Lastly, the published versions of what students were working on for the Mosaic Project (ie. “painting” a picture with words, rather than taking one with a camera as a way to project one’s image of the neighborhood) were due today. Only 15 came back (this class does have major issues with homework), but some of them were really sincere. They carried an almost nostalgic quality to them. Very deep for fifth graders. Here’s a sample (I’m attempting a foray into pseudo-pseudonyms, so let’s see if I can keep this straight):

Nick: “(My neighborhood) smells like fresh plants on a spring day…When I (run) as fast as a cheetah, the wind (feels) good like if I were flying with my wings spread out. In winter, I always play snowball fights. And the best part in winter is hot chocolate. When it’s fall, I invite my friends to come.

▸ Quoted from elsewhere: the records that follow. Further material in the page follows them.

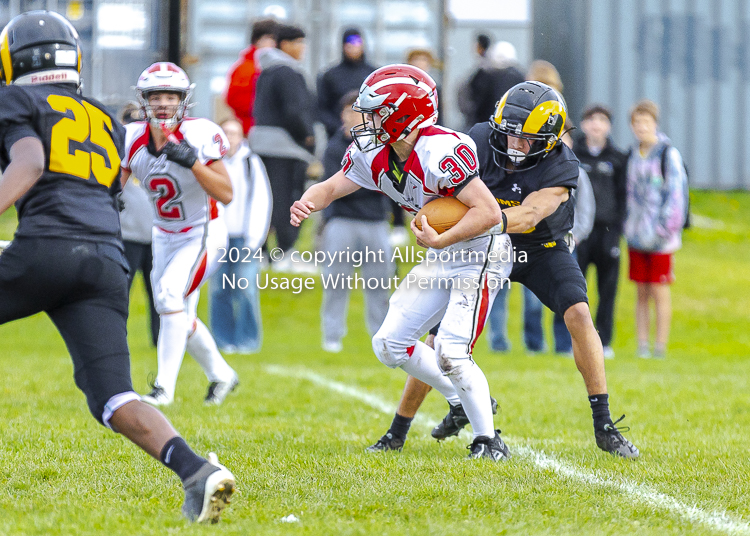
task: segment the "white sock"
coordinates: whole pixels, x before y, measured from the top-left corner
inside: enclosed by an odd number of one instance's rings
[[[161,328],[156,343],[156,361],[159,372],[156,383],[170,398],[174,398],[177,375],[180,373],[182,358],[187,343],[188,317],[185,311],[159,316]]]
[[[423,381],[433,389],[437,389],[452,405],[461,403],[453,383],[446,378],[437,366],[435,350],[425,343],[417,341],[414,352],[409,360],[401,365],[401,368],[416,379]],[[489,392],[489,388],[488,388]]]
[[[187,351],[201,366],[210,382],[231,381],[235,373],[219,353],[211,332],[199,318],[195,319],[195,331],[188,335]]]
[[[490,386],[482,369],[471,359],[457,359],[447,376],[461,399],[474,437],[495,437]]]

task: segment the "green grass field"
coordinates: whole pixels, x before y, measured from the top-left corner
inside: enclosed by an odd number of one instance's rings
[[[447,409],[438,394],[403,453],[367,455],[405,375],[372,354],[361,295],[333,355],[320,350],[320,285],[267,291],[263,351],[228,358],[239,390],[204,407],[205,377],[188,357],[165,410],[197,450],[219,453],[240,489],[221,525],[189,526],[177,477],[90,417],[61,338],[38,315],[0,327],[0,534],[750,534],[750,195],[700,192],[693,206],[668,359],[634,357],[635,289],[625,277],[620,287],[607,371],[637,461],[596,448],[571,359],[525,355],[517,290],[513,350],[493,354],[483,337],[475,353],[513,458],[466,461],[468,434],[435,442],[430,427]],[[14,225],[0,218],[0,239]],[[129,330],[145,392],[156,354],[139,282]],[[290,514],[298,521],[281,521]]]

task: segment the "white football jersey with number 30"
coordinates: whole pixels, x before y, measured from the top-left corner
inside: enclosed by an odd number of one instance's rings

We gather leaves chipperly.”

Leo: “The wind is just floating and it says nothing.”

Compatible Felicia: “It is so quiet that I could hear the air blowing.”

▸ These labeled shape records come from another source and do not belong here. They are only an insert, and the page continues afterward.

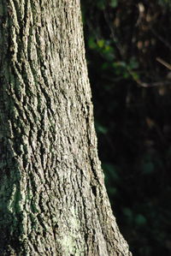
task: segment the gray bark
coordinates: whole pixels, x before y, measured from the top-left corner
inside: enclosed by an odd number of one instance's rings
[[[0,255],[131,255],[97,157],[79,0],[0,0]]]

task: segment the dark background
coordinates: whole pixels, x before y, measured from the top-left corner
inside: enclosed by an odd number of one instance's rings
[[[171,1],[81,6],[114,214],[133,255],[171,255]]]

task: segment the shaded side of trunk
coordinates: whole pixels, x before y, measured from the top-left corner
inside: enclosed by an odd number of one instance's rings
[[[80,20],[78,0],[1,0],[1,255],[130,255],[97,158]]]

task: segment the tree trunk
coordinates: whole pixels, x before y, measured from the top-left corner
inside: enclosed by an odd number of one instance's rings
[[[79,0],[0,0],[0,255],[131,255],[97,153]]]

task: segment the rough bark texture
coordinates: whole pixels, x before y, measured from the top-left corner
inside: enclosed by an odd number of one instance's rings
[[[79,0],[0,0],[0,255],[131,255],[97,154],[80,20]]]

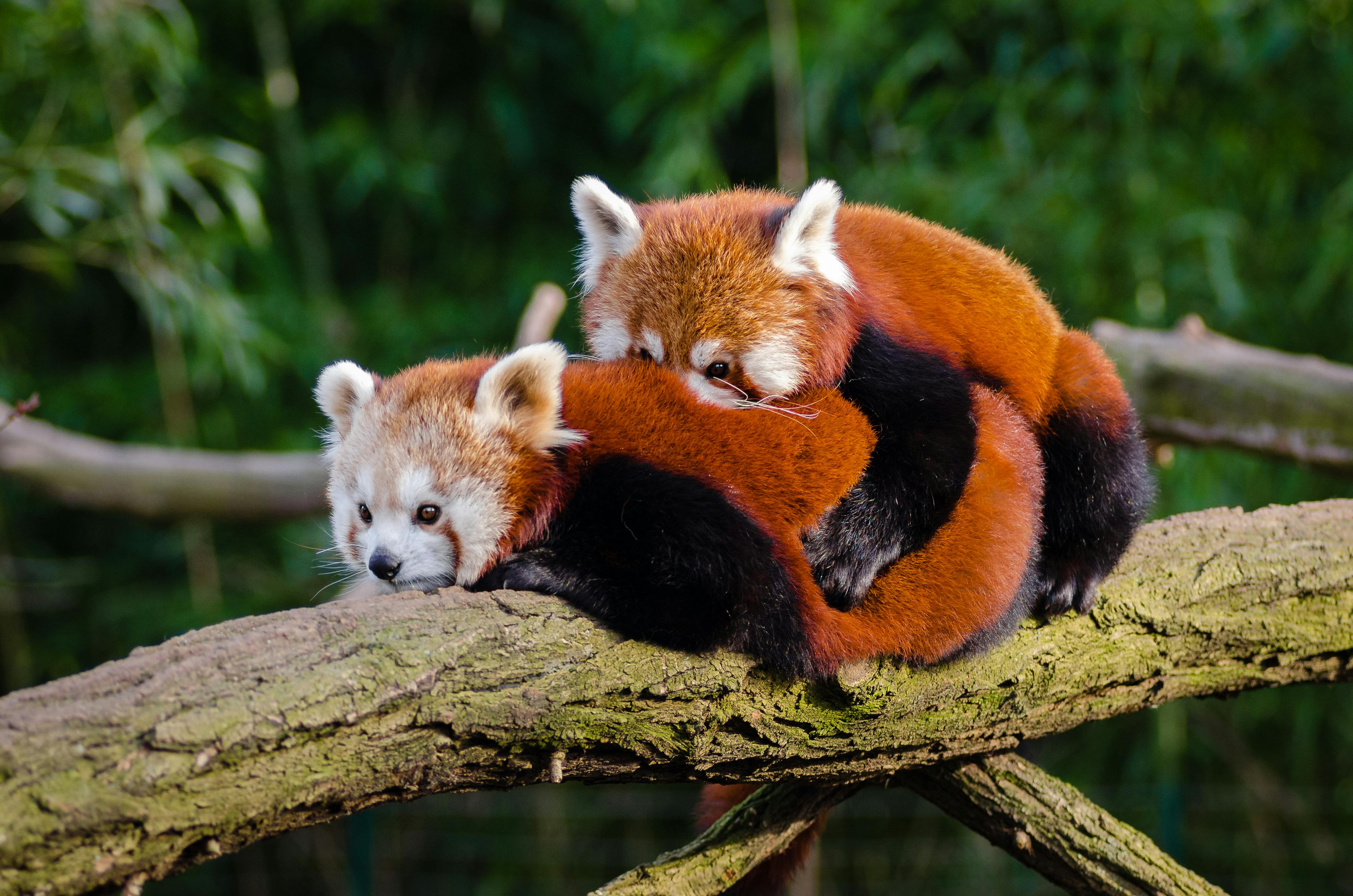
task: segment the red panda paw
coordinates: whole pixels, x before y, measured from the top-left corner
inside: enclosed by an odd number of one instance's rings
[[[1057,616],[1068,610],[1085,614],[1095,608],[1095,593],[1100,577],[1077,570],[1043,571],[1038,589],[1035,612],[1040,616]]]

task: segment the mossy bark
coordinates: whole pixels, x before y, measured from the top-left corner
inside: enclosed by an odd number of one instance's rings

Esperanza: “I am humble about (my neighborhood). Some people might think it is grotesque, but to me, it’s a jewel. I consider people very unfortunate that they don’t have a neighborhood like mine.” (No, you haven’t tuned into NBC, despite the plethora of properly used Olympic words).

Bradley: “I don’t know why some people walk and some people drive…But if there were no cars, this neighborhood wouldn’t be the same. It would be too quiet, and I’m not used to that…Who ever made this neighborhood probably brags a lot because it’s like a jewel, so it’s too pretty to be humble about.”

Gladys: “There is a bakery on the corner of the street. Just filled with different kinds of scents. Like fresh cookies out of the oven. And the chocolate melting. And also like cheesecake and angel food cake. It’s heaven in there.”

Mighty Mouse: “In the summer…I will only think about should I stay home, drink cold water, and eat fruit? Or go buy ice cream in the hotness.”

Pinky: “I do feel safe and comfortable. It is where I originated. I don’t feel danger in my neighborhood because I know everyone in my neighborhood. Even though they don’t know me.”

Capt. Potential: “What I like about my neighborhood is when I wake up, I hear birds singing.”

Santa Claus: “I know my neighborhood blindfolded, no one knows more about this neighborhood more than I do…My neighborhood is sometimes scary, all lights off or gangs passing by and there’s a conflict between them. I avert them.”

Many of them used their Olympic words (which are working out much better than earlier in the week), as well as similes, and very few forced them in. We’re going for organic, and we’re getting organic!

Thanks for stopping by and checking in. Enjoy the weekend!